Ce que les Somaliens craignent le plus, c’est que les forces spéciales de Farmaajo, entraînées et armées par l’Érythrée, interviennent pour organiser un coup d’État. En 2009, le Conseil de sécurité de l’ONU a imposé des sanctions à l’Érythrée pour sa déstabilisation de la Somalie en fournissant une formation à des groupes armés, y compris les militants d’al-Shabaab. Ces sanctions ont été levées après l’accord de paix de 2018 entre Isaias et Abiy, après quoi l’Érythrée a rapidement repris ses pactes de sécurité clandestins et son entraînement militaire.

Les Somaliens craignent l’axe régional émergent de l’autocratie d’Isaias, une inquiétude apparemment non partagée par le chef de la Mission de transition de l’UA en Somalie (ATMIS), Francisco Madeira, qui a été expulsé le mois dernier par le Premier ministre Mohamed Roble au mépris des souhaits de Farmaajo.

Le petit État érythréen de la mer Rouge est impliqué dans tous les conflits de ses voisins et aligné avec les forces de déstabilisation dans chacun. Afewerki est le seul dirigeant que ce pays ait connu depuis que la victoire militaire du Front populaire de libération de l’Érythrée l’a arraché à l’emprise de l’Éthiopie en 1991. Il traite cette victoire, et tout son pays de 3,5 millions d’habitants, comme sa propriété personnelle, gouvernant sans constitution, sans parlement, sans État de droit ni aucune liberté politique. Isaias conserve l’état d’esprit impitoyable de ses années à commander une armée de guérilla en infériorité numérique et dépassée, déchirée par des espions et entourée d’ennemis, pour qui la survie contre vents et marées est un triomphe suffisant.

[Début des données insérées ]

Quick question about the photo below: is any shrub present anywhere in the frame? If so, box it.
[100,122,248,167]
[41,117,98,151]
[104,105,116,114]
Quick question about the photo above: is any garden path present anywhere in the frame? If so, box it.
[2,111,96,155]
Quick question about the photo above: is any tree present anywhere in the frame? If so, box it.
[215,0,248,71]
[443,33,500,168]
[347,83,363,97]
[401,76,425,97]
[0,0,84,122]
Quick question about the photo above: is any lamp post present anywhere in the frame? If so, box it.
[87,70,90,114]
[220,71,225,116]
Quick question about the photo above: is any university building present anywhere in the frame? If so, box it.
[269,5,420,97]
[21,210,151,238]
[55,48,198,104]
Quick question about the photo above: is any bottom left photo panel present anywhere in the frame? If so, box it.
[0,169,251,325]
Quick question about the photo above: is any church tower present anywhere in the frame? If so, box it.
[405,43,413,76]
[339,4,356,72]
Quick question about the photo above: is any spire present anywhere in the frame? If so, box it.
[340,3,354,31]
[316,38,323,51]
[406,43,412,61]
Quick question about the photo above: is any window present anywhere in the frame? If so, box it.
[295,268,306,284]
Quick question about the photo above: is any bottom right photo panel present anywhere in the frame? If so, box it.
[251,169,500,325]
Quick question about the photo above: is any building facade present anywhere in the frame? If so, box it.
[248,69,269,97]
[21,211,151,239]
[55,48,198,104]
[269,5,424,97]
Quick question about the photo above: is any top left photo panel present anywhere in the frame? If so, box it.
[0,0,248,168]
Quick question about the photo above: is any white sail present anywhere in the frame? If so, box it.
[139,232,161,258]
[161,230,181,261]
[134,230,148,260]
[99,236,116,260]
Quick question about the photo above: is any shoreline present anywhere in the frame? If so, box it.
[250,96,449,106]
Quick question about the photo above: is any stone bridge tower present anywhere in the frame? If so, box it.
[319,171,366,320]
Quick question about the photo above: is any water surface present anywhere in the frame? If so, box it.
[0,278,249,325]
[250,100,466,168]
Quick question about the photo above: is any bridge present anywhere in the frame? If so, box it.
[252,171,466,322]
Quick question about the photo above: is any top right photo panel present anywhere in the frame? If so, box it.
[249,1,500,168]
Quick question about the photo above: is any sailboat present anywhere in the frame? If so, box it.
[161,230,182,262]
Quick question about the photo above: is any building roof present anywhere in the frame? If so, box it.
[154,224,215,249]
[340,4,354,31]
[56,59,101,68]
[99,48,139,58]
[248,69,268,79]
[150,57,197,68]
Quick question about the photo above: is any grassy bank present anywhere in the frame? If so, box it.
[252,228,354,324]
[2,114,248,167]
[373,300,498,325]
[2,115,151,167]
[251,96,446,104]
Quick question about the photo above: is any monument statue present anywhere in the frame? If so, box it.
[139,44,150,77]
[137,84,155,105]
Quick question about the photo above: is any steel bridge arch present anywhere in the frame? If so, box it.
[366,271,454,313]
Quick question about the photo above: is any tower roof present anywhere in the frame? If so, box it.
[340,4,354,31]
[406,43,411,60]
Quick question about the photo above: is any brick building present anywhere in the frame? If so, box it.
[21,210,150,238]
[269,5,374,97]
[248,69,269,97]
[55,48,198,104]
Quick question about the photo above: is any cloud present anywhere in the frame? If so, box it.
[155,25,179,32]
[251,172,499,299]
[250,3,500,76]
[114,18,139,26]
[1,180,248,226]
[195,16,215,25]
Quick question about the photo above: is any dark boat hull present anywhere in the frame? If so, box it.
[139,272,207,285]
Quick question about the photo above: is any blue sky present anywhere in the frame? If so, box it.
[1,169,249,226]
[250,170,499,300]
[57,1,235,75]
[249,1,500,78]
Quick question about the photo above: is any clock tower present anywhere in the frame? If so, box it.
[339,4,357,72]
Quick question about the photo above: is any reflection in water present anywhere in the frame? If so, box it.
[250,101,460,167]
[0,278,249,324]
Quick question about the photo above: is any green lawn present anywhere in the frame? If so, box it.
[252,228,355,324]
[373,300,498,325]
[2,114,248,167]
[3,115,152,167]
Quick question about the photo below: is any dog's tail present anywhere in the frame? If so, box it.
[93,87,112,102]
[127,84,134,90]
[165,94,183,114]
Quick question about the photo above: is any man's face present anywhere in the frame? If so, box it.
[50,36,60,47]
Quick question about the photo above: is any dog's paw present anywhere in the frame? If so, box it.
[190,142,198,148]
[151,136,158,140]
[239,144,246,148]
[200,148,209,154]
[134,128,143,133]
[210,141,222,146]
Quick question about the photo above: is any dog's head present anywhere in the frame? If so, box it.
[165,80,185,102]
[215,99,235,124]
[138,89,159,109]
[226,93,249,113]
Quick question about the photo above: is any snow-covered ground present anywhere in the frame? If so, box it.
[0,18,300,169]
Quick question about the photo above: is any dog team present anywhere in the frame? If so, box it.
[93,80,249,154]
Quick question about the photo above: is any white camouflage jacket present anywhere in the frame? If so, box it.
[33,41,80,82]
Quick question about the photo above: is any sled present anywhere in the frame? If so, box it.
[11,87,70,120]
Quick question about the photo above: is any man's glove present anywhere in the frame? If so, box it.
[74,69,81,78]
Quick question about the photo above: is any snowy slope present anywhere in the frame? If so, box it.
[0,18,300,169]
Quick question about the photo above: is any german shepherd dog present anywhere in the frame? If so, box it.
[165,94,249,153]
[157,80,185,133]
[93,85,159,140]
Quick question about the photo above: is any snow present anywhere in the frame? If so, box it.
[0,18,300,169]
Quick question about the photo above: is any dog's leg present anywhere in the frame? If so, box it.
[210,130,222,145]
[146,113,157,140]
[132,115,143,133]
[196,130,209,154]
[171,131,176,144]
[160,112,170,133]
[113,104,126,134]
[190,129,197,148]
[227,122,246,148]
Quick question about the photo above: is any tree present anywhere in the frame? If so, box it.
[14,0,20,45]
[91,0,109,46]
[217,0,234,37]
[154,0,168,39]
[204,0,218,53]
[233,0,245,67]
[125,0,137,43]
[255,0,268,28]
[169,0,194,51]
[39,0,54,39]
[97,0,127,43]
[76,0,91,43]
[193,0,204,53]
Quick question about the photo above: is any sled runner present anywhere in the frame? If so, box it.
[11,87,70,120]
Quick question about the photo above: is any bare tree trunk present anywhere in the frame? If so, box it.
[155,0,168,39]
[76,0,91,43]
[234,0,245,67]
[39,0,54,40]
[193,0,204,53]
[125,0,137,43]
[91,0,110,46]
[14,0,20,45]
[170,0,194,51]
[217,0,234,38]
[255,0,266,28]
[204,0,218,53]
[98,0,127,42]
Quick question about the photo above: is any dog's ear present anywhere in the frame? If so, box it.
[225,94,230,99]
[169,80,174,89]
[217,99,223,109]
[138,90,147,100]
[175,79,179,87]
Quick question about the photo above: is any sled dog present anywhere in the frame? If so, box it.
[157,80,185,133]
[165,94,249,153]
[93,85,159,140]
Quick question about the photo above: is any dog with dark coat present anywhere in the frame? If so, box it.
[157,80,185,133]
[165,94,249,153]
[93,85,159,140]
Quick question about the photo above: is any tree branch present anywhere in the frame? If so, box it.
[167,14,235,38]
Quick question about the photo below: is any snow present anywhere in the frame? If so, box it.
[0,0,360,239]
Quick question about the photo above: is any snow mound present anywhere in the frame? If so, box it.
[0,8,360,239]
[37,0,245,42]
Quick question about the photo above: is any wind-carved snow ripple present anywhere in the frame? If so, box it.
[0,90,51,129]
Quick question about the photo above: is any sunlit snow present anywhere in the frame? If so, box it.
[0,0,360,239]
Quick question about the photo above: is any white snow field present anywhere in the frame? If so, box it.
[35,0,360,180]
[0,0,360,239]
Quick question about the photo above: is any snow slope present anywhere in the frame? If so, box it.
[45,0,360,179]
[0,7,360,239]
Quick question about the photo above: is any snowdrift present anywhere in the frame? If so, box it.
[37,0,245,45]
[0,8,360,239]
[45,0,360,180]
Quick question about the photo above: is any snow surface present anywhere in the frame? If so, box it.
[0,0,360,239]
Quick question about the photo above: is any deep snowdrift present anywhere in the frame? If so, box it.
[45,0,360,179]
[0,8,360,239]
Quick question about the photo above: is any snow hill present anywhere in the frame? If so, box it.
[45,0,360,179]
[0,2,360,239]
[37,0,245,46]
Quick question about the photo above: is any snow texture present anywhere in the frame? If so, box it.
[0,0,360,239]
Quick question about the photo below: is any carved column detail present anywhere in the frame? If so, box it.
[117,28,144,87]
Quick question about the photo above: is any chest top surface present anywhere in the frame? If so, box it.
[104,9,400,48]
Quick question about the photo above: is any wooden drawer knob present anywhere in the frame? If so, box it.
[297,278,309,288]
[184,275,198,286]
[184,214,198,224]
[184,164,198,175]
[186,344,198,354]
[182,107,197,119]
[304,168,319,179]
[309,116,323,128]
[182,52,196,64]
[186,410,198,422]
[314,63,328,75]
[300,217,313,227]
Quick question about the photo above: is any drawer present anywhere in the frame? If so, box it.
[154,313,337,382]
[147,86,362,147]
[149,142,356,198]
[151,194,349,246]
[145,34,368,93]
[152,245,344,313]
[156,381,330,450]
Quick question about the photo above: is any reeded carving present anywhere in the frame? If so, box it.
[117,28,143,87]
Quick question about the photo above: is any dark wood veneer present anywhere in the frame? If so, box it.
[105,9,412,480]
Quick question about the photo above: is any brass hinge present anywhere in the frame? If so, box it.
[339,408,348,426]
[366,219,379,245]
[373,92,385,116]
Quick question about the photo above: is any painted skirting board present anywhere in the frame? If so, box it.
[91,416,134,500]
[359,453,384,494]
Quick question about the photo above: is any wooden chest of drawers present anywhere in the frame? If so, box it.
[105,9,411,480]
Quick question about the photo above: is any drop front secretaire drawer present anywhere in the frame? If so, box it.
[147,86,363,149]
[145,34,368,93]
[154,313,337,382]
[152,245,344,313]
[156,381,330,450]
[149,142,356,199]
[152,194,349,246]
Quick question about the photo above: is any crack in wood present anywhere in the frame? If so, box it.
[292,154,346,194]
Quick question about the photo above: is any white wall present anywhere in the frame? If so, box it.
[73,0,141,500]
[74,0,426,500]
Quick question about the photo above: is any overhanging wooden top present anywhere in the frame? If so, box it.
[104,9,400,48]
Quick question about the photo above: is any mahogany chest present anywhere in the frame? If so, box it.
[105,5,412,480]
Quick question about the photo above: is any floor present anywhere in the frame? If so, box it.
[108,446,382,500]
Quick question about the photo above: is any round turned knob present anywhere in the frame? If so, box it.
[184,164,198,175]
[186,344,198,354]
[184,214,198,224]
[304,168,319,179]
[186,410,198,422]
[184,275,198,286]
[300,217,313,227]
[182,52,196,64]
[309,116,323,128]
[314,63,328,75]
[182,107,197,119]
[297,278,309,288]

L’Érythrée n’est pas la cause unique des crises à travers la Corne de l’Afrique, mais son habileté bien aiguisée à fomenter la discorde et à en tirer profit en fait un obstacle à toute résolution. Isaias n’a pas vu une institution multilatérale qu’il ne cherche pas à saper ou un principe international qu’il ne voudrait pas voir écarté.

Au bon moment - ce qui devra être très bientôt - la Corne de l’Afrique exige une nouvelle initiative stratégique, avec ses propres dirigeants et décideurs internationaux qui se libèrent des cadres myopes qui ont si limité leur réponse jusqu’à présent. La première étape vers cet objectif nécessaire est de remettre les spoilers systémiques dans leurs boîtes.